Los ángeles se giraron hacia la presencia y luego se apartaron, abriéndole el camino. Avanzó hacia mí. Parecía ser otro gigante, pero esta vez hecho de un fuego oscuro. No llegaba a verlo bien. Durante un instante pensé en las llamas, también oscuras, que yo podía invocar.

Temblé, esperando lo peor. Intenté moverme y escapar, pero el dolor era muy grande y el terror que sentía, todavía mayor. El ser se hallaba pegado a mí y no me atrevía a levantar la mirada.

—No temas, Javier. Levanta la cabeza.

Obedecí y a pesar de que tenía la vista nublada por las lágrimas, logré verlo. Su rostro era como el de un sabio, aunque hecho de un fuego negro viviente, al igual que el resto de su cuerpo. A pesar de ser oscuro, no dejaba de emitir por momentos unos reflejos azulados y violáceos.

—Soy el arcángel Tzafkiel. Y sé todo lo que hiciste y lo que hicieron los yaltens.

Sobre nosotros se abrió un círculo de fuego blanco, detrás del cual se veía un cielo de color verdoso, con estrellas blancas y azules. Allí se asomaron cuatro presencias inmensas, quizás tan grandes como planetas. Estaban hechas de fuego transparente. No pude distinguir sus rasgos, tan solo sus ojos que parecían soles enfocándonos. Tuve que cubrirme cuando apuntaron hacia mí.

La conexión fue inmediata. Se sintió como ser aplastado por unas mentes inmensas, eternas, que me recorrieron por completo. Fueron hacia mi pasado y hacia mi futuro, observaron los detalles de mis órganos y de mis células, de dónde vinieron mis genes y mis ancestros, cada partícula de mi ser, así como los detalles de los hechizos hechos por los yaltens. Recuerdo que se transportaron, llevándome en forma de consciencia, a la dimensión donde se hallaba preso Cassiel, y entiendo que conversaron, aunque no pude retener nada de eso.

Nunca supe bien cuándo terminó ese proceso, porque se sintió fuera del tiempo. De pronto, me hallaba de nuevo en la playa, frente al gigante de fuego oscuro, rodeado por los otros ángeles. El portal seguía abierto sobre nosotros. Escuché algo que solo podría describir como un tronar fuerte y grave, que era la voz de estos seres inmensos. Hizo que los ángeles que me habían atacado se sacudieran y cayeran al piso.

«Sus intenciones son puras», dijo la voz.

El portal que estaba sobre nosotros se cerró y con él desaparecieron las presencias que nos observaban desde algún punto del cosmos.

Miré alrededor.
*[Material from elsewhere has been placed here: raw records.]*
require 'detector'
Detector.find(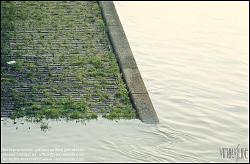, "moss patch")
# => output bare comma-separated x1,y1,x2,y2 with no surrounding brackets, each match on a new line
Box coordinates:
1,1,136,120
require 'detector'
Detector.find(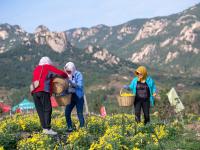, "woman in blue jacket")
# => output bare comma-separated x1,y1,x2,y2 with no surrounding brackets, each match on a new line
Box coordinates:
64,62,85,132
124,66,156,124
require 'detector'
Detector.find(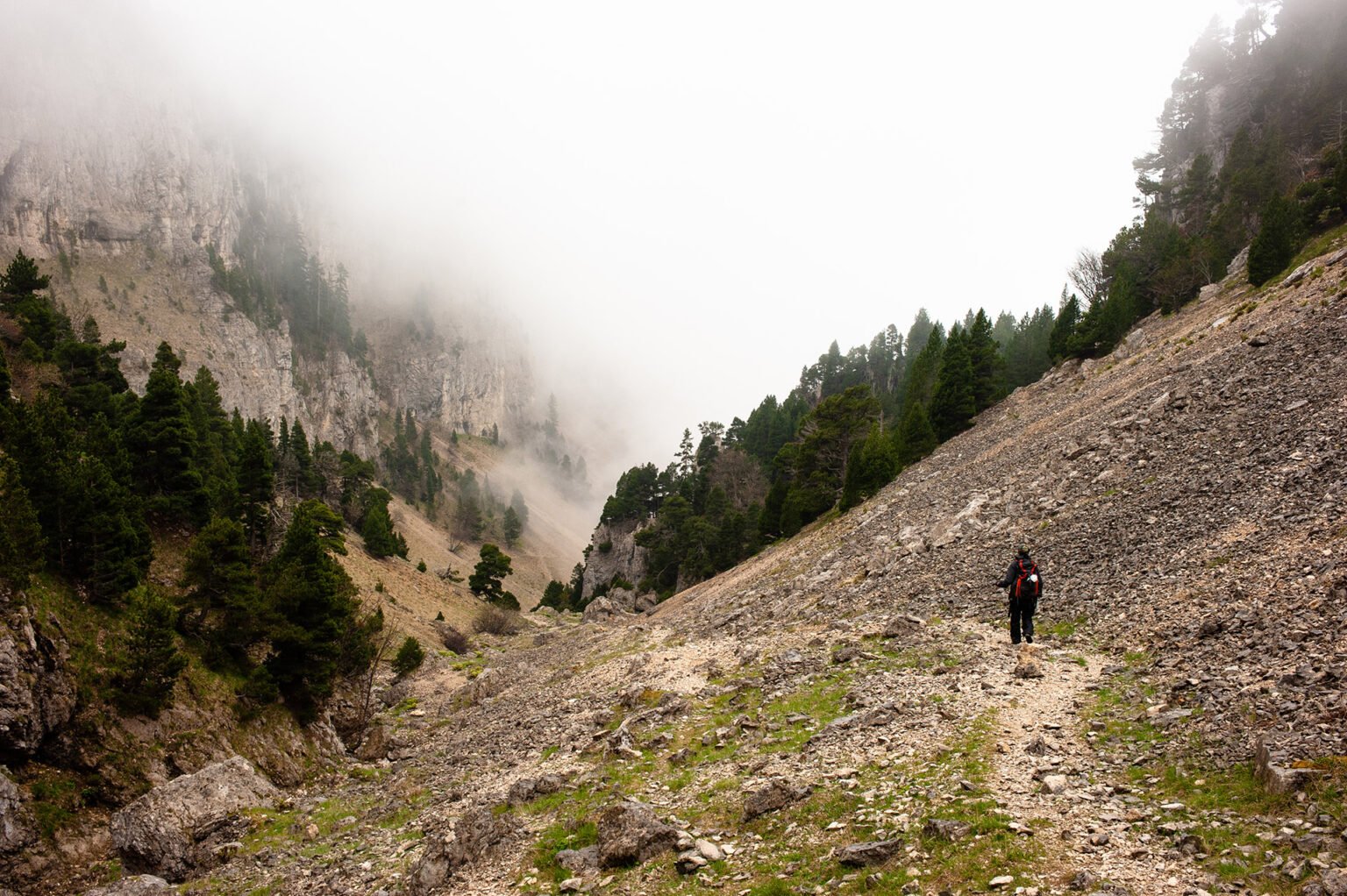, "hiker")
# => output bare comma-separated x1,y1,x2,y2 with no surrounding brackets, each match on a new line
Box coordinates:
997,547,1043,644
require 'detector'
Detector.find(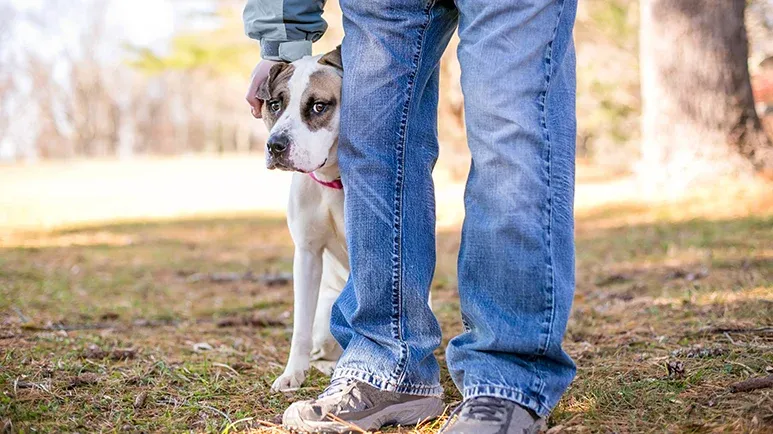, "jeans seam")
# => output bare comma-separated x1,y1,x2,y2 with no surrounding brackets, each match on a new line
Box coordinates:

Kushiel y los demás habían desaparecido. Solo estaba Tzafkiel delante de mí. Cerró sus ojos y asintió, como si hubiera recibido un mensaje. Cuando logré incorporarme, el arcángel se desvaneció.

Me encontré solo entre los médanos, empujado por el viento frío del mar y golpeado por la arena que este arrastraba. Observé mis manos y mis brazos, donde los sigilos oscuros seguían brillando. Llevé la mirada hacia el cielo, que estaba plagado de estrellas, y me pregunté sobre los mundos y seres que existían en el universo. A pesar del terror que había pasado, me sentía afortunado; el destino me había traído esos poderes y experiencias que me acercaban a lo desconocido.

¿Qué iba a suceder de ahí en más? No tenía idea. Una cosa era cierta: los yaltens se habían metido con fuerzas que no les correspondían y me habían arrastrado con ellos, casi costándome la vida... y el alma.